USA TODAY (June 1, 2020).- The remnants of Tropical Storm Amanda formed into a tropical depression on Monday after killing at least 17 people in El Salvador and Guatemala, where heavy rains produced flooding and landslides.
The weather disturbance is expected to move through the Gulf of Mexico in the coming days, the U.S. National Hurricane Center said, and is likely to regain tropical storm strength over the milder waters of the Bay of Campeche in Mexico.
Amanda’s remnants are predicted to produce heavy rains in El Salvador, southern Guatemala, western Honduras, Nicaragua, Belize, and parts of Mexico, according to the hurricane center.
“This rainfall may produce life-threatening flash floods and mudslides,” according to a news bulletin on the site.
The storm could track into the Gulf of Mexico by the weekend, becoming the third named Atlantic tropical storm of the season by Tuesday, meaning winds of 39 mph or greater. It would be named Tropical Storm Cristobal.
Such were the conditions in El Salvador and Guatemala, which took the brunt of Amanda’s force.
“The storm has come to show how vulnerable this country is, as well as the lack of investment in infrastructure,” El Salvador Interior Minister Mario Durán said.
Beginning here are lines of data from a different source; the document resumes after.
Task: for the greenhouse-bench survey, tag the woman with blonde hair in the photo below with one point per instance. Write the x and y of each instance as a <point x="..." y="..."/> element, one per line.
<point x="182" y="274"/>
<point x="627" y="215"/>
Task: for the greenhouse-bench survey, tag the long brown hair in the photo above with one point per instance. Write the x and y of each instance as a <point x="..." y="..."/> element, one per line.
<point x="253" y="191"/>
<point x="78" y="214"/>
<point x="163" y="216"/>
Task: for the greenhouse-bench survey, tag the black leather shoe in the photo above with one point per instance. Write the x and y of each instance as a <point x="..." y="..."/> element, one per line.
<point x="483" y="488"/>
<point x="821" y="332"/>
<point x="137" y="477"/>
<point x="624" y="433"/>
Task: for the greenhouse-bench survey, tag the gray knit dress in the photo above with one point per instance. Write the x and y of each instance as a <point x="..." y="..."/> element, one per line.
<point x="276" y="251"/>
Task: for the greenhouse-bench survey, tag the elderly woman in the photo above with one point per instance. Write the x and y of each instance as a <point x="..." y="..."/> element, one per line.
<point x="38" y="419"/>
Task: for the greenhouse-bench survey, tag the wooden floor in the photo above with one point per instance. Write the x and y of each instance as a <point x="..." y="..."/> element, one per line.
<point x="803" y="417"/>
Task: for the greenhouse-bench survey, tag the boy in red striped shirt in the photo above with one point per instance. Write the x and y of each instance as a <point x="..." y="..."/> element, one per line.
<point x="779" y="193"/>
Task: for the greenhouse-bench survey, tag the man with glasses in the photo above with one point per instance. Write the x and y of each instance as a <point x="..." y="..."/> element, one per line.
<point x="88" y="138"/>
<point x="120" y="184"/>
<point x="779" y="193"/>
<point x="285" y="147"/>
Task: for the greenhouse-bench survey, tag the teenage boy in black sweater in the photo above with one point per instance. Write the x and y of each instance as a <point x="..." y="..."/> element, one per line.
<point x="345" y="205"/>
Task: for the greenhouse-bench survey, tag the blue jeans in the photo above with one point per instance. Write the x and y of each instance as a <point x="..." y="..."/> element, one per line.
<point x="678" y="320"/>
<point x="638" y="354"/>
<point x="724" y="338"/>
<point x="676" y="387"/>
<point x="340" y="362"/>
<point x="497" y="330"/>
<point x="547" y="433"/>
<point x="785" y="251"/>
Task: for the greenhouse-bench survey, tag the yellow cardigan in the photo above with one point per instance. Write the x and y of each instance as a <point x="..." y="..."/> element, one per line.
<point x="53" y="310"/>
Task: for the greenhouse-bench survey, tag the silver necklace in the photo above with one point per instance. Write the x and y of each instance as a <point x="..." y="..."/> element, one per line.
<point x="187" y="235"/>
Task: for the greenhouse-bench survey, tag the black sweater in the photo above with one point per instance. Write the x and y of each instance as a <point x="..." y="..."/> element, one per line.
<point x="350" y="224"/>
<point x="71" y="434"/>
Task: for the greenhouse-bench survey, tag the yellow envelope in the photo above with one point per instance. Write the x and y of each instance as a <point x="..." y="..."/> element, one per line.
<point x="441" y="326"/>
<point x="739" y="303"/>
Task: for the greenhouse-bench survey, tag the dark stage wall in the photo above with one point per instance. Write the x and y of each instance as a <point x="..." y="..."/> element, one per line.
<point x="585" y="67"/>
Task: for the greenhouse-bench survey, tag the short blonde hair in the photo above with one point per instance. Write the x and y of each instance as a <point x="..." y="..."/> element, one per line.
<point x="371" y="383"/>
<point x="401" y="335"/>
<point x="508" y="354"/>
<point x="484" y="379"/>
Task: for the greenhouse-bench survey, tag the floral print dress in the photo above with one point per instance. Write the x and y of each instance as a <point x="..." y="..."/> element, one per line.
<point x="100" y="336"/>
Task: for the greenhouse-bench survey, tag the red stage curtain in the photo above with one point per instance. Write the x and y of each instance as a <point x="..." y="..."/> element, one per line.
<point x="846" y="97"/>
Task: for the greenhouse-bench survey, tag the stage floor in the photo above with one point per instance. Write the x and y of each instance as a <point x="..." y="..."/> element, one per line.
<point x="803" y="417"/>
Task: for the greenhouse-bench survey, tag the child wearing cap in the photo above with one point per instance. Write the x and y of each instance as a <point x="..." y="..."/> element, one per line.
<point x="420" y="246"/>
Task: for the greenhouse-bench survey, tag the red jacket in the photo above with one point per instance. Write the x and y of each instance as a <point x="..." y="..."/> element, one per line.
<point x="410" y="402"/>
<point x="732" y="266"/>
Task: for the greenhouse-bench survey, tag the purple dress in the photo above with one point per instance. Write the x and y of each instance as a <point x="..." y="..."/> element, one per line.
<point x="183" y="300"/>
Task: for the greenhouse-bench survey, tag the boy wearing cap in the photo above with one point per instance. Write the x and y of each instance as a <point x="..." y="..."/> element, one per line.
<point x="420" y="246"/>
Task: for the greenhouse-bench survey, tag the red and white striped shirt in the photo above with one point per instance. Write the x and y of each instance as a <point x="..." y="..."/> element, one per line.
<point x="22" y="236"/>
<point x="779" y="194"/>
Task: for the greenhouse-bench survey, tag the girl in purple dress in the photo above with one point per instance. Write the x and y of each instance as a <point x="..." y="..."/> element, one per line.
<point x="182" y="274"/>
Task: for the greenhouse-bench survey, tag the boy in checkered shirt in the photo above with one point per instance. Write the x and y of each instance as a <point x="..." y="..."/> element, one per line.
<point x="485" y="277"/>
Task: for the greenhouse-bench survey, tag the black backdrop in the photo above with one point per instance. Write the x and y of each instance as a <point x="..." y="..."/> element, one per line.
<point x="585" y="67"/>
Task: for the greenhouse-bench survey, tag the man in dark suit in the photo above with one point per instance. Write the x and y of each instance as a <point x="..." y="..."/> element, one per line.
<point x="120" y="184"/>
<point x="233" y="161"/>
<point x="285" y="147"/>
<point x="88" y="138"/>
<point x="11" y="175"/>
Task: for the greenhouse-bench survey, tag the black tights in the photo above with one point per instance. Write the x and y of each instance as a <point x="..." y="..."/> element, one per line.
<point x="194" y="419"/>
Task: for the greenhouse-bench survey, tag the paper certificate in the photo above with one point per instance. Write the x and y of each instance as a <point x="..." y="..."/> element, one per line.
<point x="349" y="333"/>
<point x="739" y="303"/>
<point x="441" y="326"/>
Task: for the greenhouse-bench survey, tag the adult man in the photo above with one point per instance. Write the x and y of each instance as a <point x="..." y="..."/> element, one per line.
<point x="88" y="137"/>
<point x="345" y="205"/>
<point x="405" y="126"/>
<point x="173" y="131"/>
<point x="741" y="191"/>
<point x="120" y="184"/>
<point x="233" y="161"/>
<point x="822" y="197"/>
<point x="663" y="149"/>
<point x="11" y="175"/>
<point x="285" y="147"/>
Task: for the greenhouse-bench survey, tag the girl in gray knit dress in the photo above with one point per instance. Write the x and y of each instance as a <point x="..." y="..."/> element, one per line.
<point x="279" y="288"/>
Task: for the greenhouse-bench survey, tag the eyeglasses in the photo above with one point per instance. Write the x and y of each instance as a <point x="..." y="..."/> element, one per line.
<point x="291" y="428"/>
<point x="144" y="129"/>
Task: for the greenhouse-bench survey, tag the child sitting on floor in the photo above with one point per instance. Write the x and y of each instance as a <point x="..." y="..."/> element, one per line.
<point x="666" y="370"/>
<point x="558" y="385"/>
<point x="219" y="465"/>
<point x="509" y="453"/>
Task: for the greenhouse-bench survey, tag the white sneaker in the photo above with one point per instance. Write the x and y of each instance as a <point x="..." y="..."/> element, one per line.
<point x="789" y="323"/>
El Salvador was devastated by flash floods, landslides, and power outages as it ripped into poor Central American states. Durán said Monday some 7,000 people were scattered across 154 shelters as torrential rain caused landslides and flooding, which damaged at least 900 homes.
The storm hit later Sunday in Guatemala, where heavy rains killed two people, according to Guatemalan officials.
The National Oceanic and Atmospheric Administration (NOAA) calls for a 60% likelihood of an above-average storm season, with a 70% chance of 13 to 19 named storms, six to 10 of which will become hurricanes.